2) Attributes should be atomic.
This means that an attribute serves as one descriptor of the entity. It can’t represent two things. Say I had an attribute called LanguagePercent that contained information like “English-60%” and “Spanish-40%”. This needs to be handled differently. (Come back on Friday when we talk about ERD refinement to see how)
3) Attributes should not repeat.
Taking the Language attribute, let’s think of this in real-world terms: Some countries have a single, official national language (I’m looking at you, France), but others have multiple recognized languages. Belgium has three: Dutch, French, and German. I don’t want to have to add attributes to my entity like Language1, Language2, Language3. There is a solution: LANGUAGE isn’t an attribute after all. It’s an entity, with a relationship to COUNTRY. How about that? We just refined our list of entities.
What’s really cool about this is that COUNTRY and LANGUAGE actually have a Many-to-Many relationship once you break it out and start working through your verb phrase:
“COUNTRY must communicate via one or more LANGUAGE, and a LANGUAGE may be the communication method for one or more COUNTRY”

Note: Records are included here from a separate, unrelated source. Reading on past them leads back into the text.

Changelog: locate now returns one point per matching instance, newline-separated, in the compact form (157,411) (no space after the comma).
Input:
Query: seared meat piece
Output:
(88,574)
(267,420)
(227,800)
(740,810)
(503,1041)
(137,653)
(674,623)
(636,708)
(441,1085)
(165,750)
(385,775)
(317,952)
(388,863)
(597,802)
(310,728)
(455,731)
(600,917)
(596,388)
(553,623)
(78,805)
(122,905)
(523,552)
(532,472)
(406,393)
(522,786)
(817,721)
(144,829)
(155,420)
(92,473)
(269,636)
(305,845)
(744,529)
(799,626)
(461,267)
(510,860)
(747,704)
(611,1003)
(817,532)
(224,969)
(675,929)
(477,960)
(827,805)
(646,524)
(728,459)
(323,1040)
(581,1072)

Many-to-many relationships are valid business/real world relationships, but they don’t fly within a database. On Friday when we talk ERD refinement, we’re going to have to address this.
4) Attributes should not describe other attributes.

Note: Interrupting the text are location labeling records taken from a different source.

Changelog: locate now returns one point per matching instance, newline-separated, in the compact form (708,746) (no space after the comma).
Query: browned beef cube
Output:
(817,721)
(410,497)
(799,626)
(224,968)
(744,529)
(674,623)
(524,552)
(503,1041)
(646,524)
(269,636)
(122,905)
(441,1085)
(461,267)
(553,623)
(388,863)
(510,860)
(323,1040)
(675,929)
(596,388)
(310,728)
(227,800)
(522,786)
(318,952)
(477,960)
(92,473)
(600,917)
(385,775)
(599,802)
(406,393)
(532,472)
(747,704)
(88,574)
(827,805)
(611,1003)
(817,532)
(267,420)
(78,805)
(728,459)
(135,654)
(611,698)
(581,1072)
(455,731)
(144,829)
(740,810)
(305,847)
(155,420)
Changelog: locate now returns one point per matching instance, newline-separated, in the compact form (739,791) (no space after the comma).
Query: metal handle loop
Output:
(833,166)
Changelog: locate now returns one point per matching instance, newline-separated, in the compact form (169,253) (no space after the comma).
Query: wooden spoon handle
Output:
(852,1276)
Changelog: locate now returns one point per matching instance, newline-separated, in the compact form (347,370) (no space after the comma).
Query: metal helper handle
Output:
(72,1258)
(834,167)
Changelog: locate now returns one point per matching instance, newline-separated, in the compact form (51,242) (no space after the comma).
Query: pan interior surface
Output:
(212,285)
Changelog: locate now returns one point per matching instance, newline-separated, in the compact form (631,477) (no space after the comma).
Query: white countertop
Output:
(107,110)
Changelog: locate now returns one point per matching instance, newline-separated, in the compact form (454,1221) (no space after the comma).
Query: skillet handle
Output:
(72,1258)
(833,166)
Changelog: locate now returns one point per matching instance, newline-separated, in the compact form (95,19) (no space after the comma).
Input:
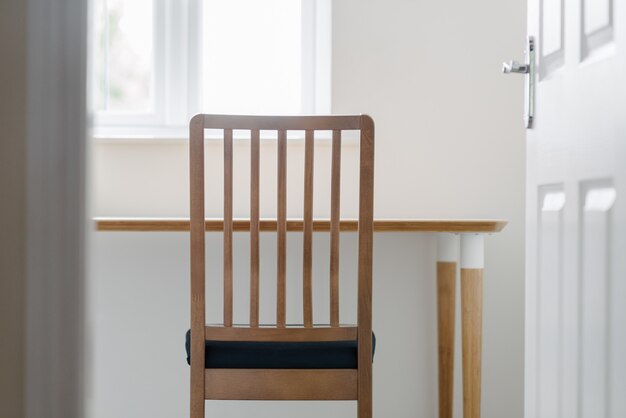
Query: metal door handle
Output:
(528,69)
(514,67)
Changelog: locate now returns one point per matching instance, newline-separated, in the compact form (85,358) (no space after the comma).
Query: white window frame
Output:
(177,75)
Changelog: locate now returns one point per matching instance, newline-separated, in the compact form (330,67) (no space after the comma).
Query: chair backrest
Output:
(281,124)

What if I had two attributes, National Symbol and Has National Symbol? Well, the information contained in National Symbol is going to be dependent on whether there is one. We don’t want that. Our attributes should only define the entity.
Given this, we have the start of an Entity-Relationship Diagram for Country.
We’re going to stop here for today. For my homework, I’m going to go through the rest of the entities, define the relationships between them, and then define attributes. If you’re feeling frisky, try fleshing out the model on your own. On Friday, we’ll compare notes then start the very important refinement process. This is where we take a first draft of an ERD, and see how we can improve it. Data Modeling is an iterative process. No one creates a perfect model on the first try – that’s why we’ll spend Friday learning about how to methodically refine our ERD.
Thanks for reading, and I hope to see you again on Friday.